The death cloud reaches Earth, but so do the Excalibur and the Victory.  And the administration has sent forces, too.  The defenders of Earth destroy the planet killer at the heart of the death cloud, but Captain Anderson and the crew of the Victory give their lives in the process.  Anderson died keeping his promise to his daughter; he fought the monsters.

In a final act of spite, the Drakh forces seed Earth’s atmosphere with a plague, which is technological, not biological.  Earth is now under quarantine.

The Excalibur Outside Babylon 5

Sheridan briefs Lochley and Garibaldi on Babylon 5.  The plague will kill all life on Earth in five years unless someone can find a cure.  This cure will probably come from outer space, since the plague did.  The Rangers will aid in the quest for the cure, and the Excalibur will be the main vessel whose crew is assigned to lead the mission.  Failure is not an option.
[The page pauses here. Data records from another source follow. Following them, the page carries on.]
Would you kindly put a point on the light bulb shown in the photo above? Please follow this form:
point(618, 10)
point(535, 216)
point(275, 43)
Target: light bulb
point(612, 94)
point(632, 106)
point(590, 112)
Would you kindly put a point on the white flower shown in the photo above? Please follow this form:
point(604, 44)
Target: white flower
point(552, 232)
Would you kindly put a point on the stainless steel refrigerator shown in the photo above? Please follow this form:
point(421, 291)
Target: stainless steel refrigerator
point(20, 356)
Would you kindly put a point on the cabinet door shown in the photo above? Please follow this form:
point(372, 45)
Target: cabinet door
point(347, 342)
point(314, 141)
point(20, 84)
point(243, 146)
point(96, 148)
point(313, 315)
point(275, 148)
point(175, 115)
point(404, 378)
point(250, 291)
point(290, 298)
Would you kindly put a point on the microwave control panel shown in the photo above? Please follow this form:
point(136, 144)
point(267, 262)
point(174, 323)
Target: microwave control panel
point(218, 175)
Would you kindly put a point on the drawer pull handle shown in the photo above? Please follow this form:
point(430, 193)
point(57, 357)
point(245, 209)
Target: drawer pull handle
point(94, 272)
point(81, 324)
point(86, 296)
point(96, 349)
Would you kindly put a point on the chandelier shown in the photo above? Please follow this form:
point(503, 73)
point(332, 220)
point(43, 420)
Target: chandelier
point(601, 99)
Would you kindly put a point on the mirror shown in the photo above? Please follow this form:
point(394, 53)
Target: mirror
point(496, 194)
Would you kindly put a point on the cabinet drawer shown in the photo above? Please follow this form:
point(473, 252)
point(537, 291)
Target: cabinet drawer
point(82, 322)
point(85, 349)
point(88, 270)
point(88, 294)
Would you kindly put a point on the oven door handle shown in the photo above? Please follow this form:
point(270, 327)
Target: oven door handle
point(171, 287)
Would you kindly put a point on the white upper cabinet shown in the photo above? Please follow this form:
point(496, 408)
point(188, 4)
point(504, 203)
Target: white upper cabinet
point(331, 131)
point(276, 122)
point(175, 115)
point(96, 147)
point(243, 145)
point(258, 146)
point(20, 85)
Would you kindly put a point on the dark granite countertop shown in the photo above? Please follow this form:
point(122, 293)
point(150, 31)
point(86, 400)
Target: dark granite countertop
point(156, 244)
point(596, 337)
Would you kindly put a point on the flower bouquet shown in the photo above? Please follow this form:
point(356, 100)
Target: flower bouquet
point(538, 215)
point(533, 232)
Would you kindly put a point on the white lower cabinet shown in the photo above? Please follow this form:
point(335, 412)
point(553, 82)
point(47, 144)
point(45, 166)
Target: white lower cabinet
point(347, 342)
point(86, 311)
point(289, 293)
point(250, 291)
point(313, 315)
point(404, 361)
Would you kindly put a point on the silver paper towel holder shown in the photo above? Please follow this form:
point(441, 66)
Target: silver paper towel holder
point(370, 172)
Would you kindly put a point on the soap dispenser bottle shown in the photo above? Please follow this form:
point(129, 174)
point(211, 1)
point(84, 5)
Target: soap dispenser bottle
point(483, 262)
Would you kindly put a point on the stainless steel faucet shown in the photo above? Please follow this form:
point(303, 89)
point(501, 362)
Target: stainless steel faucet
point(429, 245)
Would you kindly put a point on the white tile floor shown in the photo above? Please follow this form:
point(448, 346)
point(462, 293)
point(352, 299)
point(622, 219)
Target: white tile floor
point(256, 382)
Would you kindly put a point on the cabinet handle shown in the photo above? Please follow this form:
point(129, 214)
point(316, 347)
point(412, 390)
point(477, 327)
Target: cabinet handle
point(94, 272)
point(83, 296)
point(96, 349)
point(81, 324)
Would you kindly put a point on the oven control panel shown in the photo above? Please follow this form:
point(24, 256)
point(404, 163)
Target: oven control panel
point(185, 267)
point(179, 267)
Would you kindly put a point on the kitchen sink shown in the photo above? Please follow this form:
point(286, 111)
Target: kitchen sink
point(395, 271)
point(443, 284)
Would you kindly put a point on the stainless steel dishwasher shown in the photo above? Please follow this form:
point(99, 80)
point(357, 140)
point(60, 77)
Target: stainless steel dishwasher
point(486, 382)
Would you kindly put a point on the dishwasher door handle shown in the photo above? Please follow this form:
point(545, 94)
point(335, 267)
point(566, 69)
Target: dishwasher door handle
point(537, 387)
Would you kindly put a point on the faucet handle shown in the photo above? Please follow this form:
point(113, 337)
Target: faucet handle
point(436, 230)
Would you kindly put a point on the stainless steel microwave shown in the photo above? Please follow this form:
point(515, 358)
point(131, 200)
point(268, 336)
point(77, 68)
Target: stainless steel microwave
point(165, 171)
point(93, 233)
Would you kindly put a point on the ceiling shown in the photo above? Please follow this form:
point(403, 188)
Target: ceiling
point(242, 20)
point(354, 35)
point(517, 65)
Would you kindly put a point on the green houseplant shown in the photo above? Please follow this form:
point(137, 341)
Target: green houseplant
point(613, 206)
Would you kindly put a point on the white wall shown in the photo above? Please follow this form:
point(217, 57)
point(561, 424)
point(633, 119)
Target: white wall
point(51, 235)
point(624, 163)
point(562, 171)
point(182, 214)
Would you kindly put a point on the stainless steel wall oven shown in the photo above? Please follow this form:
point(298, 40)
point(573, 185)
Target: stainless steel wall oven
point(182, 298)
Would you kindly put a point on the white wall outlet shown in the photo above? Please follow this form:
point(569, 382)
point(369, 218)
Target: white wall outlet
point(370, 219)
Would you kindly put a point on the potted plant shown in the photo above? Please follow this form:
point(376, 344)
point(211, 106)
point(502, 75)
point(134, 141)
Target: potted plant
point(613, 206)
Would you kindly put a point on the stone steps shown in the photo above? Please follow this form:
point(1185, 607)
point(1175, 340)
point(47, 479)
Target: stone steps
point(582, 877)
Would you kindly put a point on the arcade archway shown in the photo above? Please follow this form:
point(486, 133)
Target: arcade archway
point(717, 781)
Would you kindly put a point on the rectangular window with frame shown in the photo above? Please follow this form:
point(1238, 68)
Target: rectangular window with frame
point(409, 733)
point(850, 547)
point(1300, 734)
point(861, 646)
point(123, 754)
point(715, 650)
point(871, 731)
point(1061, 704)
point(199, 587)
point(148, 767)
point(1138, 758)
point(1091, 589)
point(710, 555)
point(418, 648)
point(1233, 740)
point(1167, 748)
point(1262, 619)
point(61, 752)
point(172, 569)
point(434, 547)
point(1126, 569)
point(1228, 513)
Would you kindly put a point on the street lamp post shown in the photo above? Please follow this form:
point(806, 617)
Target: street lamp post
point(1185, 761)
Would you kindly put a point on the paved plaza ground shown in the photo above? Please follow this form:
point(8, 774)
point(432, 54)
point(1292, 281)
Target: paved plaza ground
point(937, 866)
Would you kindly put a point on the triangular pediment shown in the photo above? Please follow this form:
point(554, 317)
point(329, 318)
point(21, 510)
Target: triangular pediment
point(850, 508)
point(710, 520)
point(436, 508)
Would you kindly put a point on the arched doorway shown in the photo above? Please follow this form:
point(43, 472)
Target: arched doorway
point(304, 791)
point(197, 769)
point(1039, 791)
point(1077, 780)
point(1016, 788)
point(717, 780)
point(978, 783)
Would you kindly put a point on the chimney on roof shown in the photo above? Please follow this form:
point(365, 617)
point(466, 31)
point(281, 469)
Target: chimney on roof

A Call to Arms sets the stage for the short-lived follow-up series, Crusade, set mainly aboard the Excalibur.  Suspense is not an issue, for we know from Sleeping in Light that Earth is plague-free in 2281, fifteen years later.  But the important part is the journey, not the destination. J. Michael Straczynski (JMS) writes television programming about people within plots, not mainly about plots with people in them.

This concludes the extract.